Almost every device today can be vulnerable to cyber attacks, be it a computer or a simple remote control. Keeping this in mind, just recently, Avast Security has released a detailed blog post highlighting how 2 DVB top-set boxes are vulnerable to both botnet and ransomware attacks.
The boxes happen to be THOMSON THT741FTA and Philips DTR3502BFTA allowing consumers to enable their televisions to support DVB-T2 when not inbuilt.
The vulnerability is centered around how both of these devices do not use encryption for transmitting data back and forth to their servers or other connected devices. Furthermore, when tested by Avast; telnet network protocol was found exposing the device to infection from infamous Mirai botnet.
In a blog post, Avast’s Vladislav Iliushin and Marko Zbirka wrote that:
Luckily for the “bad guys”, the firmware has a wget utility built in, which allows fetching data from HTTP servers, be it a webpage or a file with malicious payload built in. So, downloading the binaries within the telnet session is relatively easy.
It is important to mention here that in the example below, we downloaded the binary of the widespread Mirai botnet to the /tmp directory because by default it is the only folder with write access, said Avast.
Yet, this is not all.
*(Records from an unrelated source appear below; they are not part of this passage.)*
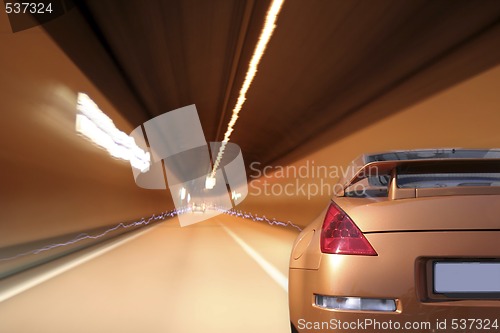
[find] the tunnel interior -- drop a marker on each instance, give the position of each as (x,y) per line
(337,79)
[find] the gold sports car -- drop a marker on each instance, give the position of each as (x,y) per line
(410,242)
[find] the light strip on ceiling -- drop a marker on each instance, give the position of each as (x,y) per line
(265,36)
(96,126)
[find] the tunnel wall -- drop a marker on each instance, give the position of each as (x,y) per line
(466,115)
(55,182)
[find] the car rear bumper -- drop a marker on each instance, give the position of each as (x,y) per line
(400,272)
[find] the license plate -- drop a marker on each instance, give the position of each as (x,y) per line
(467,277)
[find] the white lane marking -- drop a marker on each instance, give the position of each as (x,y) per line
(272,271)
(29,282)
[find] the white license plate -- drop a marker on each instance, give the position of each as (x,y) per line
(466,277)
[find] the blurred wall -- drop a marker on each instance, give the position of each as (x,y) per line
(55,182)
(466,115)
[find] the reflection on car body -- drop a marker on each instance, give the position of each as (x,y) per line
(410,240)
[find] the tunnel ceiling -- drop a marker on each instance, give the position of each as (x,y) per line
(326,61)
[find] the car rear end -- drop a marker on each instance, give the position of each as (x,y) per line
(415,258)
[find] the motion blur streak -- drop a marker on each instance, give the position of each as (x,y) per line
(81,237)
(145,222)
(256,218)
(96,126)
(260,48)
(270,270)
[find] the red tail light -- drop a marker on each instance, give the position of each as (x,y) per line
(339,235)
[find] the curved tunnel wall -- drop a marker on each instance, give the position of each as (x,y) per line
(55,182)
(466,115)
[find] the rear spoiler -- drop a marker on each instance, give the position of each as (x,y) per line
(426,166)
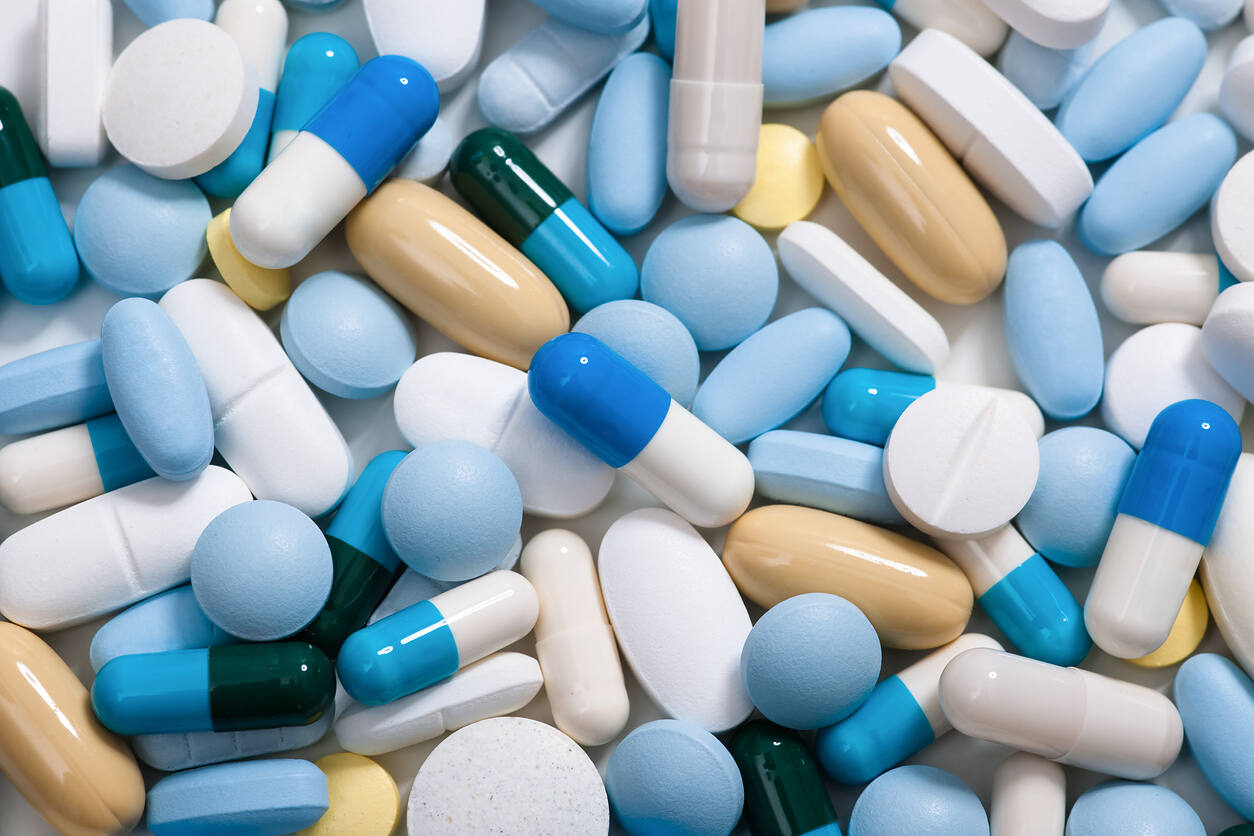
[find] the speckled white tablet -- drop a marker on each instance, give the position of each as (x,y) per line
(1002,138)
(1155,367)
(158,109)
(508,776)
(680,619)
(959,463)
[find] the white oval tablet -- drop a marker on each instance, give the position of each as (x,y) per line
(959,463)
(508,775)
(1002,138)
(181,99)
(490,687)
(680,619)
(1155,367)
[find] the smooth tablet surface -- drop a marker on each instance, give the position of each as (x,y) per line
(959,463)
(158,112)
(717,275)
(674,777)
(138,235)
(261,570)
(508,775)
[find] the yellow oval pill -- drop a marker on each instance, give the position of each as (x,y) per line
(364,799)
(260,287)
(1185,634)
(789,179)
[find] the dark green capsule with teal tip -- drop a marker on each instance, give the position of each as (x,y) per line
(227,688)
(523,201)
(365,563)
(784,792)
(38,261)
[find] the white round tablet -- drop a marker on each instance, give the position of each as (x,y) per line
(961,463)
(508,775)
(179,99)
(1155,367)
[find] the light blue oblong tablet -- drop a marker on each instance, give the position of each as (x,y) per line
(823,471)
(1158,184)
(773,375)
(1132,89)
(816,53)
(1052,330)
(627,144)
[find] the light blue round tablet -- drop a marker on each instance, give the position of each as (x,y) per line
(1130,809)
(346,336)
(138,235)
(716,273)
(919,801)
(452,510)
(1070,514)
(810,661)
(651,339)
(674,777)
(261,570)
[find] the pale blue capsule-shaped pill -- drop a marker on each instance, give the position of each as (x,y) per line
(1158,184)
(627,144)
(824,471)
(816,53)
(1132,89)
(773,375)
(157,389)
(1052,330)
According to the analysis, it was found out that Linux kernel 3.10.23 which came out initially in 2013 was deployed to these devices in 2016. That’s alright as long as you have continued maintenance coming in but that’s where the catch is.
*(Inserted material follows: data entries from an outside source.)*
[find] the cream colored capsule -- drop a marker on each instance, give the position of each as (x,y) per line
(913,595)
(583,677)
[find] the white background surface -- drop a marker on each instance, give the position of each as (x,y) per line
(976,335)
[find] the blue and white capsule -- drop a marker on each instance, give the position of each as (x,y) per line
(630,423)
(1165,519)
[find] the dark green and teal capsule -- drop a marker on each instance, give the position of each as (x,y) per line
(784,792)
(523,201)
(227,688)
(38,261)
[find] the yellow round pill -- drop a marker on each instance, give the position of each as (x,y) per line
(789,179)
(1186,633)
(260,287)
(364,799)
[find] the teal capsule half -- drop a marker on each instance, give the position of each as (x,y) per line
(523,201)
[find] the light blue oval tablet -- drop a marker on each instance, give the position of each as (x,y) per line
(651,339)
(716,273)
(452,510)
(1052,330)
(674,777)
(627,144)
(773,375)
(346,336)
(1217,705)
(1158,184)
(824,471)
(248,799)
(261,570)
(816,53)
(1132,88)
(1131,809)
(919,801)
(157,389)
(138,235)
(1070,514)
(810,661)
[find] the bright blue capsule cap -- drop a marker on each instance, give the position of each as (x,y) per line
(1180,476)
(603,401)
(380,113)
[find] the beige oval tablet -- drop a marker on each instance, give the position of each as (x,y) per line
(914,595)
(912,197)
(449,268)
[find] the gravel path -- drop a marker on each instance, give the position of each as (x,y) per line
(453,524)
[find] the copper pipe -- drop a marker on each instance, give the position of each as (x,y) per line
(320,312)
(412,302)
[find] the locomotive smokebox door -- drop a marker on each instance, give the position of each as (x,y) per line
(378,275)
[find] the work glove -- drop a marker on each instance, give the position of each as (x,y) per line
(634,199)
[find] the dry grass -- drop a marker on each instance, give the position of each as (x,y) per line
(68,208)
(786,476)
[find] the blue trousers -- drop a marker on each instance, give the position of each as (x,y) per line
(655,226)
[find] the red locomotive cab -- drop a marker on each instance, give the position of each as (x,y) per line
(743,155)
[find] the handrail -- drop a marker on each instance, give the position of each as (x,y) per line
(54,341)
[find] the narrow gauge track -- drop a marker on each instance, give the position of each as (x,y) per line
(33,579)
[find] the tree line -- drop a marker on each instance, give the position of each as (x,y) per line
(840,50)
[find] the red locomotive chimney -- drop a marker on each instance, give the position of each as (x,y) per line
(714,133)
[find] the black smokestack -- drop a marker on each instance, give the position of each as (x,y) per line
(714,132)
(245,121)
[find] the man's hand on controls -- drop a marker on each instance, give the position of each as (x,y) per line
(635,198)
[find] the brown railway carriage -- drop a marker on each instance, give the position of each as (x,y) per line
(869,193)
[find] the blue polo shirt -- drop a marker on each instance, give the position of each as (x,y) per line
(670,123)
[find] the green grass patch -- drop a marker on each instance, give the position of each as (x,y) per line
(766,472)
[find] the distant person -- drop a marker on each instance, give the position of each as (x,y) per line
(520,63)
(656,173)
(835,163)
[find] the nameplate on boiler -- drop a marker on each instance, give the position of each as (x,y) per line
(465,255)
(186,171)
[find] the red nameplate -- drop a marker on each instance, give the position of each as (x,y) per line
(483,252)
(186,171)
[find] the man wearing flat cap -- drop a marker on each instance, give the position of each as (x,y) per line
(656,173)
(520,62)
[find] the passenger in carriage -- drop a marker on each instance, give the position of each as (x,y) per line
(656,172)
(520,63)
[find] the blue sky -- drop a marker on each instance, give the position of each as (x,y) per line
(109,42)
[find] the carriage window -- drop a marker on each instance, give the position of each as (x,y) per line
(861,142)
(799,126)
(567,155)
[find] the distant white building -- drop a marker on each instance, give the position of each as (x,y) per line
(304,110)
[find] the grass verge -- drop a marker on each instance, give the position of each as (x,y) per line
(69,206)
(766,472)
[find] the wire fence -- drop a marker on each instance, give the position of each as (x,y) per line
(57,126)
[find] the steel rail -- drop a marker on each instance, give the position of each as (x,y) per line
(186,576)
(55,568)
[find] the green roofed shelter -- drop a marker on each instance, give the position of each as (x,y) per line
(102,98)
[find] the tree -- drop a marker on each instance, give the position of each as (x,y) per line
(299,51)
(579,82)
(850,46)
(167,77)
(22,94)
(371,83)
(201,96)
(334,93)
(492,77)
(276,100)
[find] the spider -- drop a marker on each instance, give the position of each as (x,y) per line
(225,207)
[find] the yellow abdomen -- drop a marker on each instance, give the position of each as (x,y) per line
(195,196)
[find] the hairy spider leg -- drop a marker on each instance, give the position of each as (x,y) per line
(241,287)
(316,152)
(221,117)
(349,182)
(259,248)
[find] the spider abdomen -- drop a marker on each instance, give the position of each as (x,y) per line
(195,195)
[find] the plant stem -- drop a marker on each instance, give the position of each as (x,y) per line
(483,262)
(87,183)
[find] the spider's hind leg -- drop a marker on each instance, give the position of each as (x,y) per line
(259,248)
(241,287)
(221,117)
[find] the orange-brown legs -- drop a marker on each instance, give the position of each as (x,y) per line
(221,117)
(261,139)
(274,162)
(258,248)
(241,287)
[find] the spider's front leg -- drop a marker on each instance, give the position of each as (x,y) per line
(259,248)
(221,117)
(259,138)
Support for this specific Linux kernel ended in November 2017 which means that if that version had vulnerabilities, users weren’t going to get updates that would patch their boxes. Hence, it meant constant exposure to the bad guys.
Lastly, it was also found that a legacy API was being used for communication “between the set-top box and the AccuWeather backend” to support the functioning of a weather app named “Skyapp”. The app which markets itself as giving weather forecast updates using the user’s location, therefore, sent all data unencrypted which in a nutshell could allow a threat actor to tamper with it and display data of their own choice.
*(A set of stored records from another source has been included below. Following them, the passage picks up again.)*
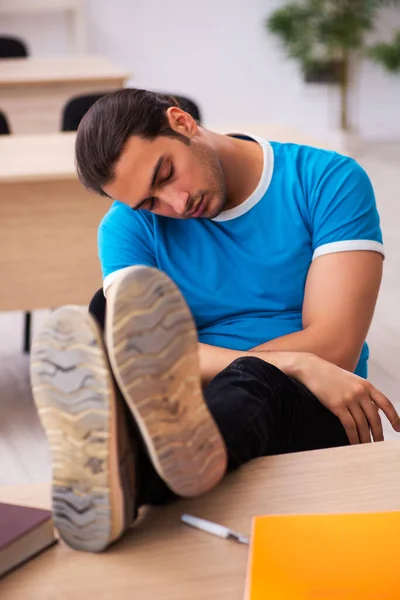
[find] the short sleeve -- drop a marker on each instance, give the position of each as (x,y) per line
(343,210)
(125,238)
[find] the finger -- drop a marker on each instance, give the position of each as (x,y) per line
(362,424)
(384,404)
(373,417)
(350,426)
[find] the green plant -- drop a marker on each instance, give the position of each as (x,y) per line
(322,33)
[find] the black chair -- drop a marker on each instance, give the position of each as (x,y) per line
(4,127)
(11,47)
(5,130)
(77,107)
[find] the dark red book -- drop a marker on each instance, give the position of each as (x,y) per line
(24,532)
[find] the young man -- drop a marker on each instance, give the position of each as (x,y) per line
(277,251)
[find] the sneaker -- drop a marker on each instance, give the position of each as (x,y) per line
(93,457)
(153,350)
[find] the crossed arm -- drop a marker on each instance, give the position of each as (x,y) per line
(339,302)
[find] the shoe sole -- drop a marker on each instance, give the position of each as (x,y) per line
(153,349)
(74,394)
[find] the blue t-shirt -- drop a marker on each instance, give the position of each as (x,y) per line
(243,273)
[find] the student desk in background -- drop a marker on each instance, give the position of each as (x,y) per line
(48,225)
(164,559)
(34,91)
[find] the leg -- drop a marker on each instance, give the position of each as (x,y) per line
(260,411)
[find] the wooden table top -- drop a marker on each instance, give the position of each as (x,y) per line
(55,70)
(163,559)
(37,157)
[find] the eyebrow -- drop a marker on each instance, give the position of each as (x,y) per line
(152,182)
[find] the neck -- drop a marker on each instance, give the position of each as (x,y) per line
(242,163)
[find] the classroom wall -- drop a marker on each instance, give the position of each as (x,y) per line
(218,52)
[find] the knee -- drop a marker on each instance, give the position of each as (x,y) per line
(258,368)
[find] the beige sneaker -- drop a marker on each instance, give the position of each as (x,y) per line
(93,460)
(153,350)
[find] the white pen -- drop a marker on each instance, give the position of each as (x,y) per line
(214,529)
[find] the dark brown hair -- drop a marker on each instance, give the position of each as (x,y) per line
(106,127)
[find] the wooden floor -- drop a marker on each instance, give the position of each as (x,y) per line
(24,455)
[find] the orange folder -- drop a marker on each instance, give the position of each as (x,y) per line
(325,557)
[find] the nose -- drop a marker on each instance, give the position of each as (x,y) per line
(179,202)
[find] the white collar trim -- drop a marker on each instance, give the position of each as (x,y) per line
(261,188)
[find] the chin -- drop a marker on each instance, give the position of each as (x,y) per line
(218,207)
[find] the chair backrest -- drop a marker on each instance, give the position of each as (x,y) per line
(4,127)
(77,107)
(11,47)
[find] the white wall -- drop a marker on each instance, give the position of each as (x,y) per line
(218,52)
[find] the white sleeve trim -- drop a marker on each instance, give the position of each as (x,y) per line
(112,278)
(347,246)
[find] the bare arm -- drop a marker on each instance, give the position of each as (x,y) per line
(339,302)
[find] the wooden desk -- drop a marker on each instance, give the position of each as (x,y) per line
(34,91)
(48,224)
(165,560)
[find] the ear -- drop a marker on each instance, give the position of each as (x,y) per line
(181,122)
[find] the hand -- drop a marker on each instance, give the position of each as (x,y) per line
(352,399)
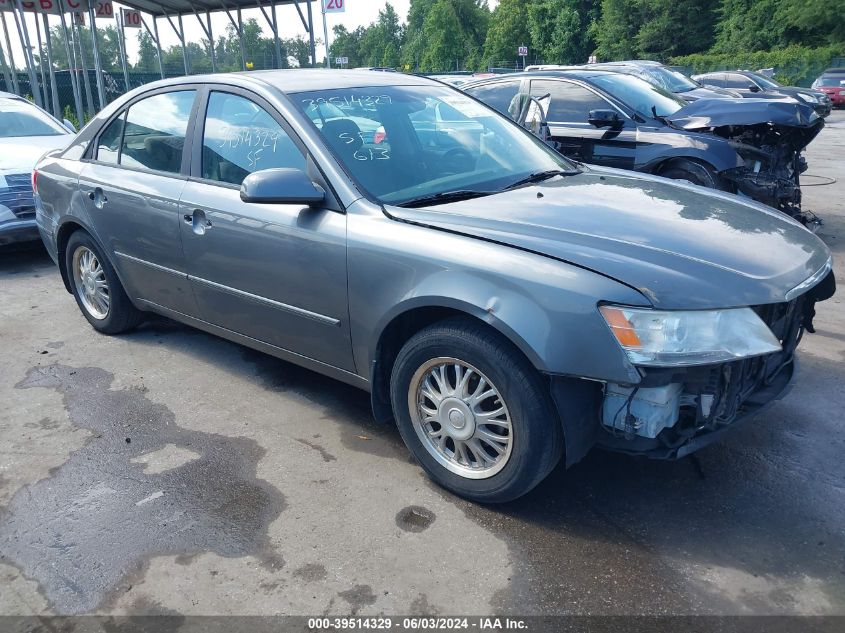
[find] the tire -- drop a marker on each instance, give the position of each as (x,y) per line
(694,172)
(96,287)
(526,451)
Not only this, but it could also be used to ransom the user, especially if they’re not technical enough to understand what’s going on.
To conclude, Avast recommends only using the network functionality of these boxes when absolutely (I repeat absolutely) necessary. Additionally, routinely checking for open ports using a network scanner would also come in handy if you’re good with tech.
For the manufacturers though, they should take heed and at least start implementing encryption wherever the communication of data is involved. Constantly testing their devices for vulnerabilities should also be a priority. To top it off in the words of the gurus themselves:
Following the design & development phase, it’s important to consider how the threat surface can be reduced. Question if you really need a particular service or application in the final product. If you need to keep something, then consider giving your customers the option to disable non-essential services, change credentials or set up a firewall on the device. Do not forget that your device is not intended to be publicly facing on the internet, it doesn’t mean it won’t. In such an unlikely situation, an attacker can traverse in the LAN.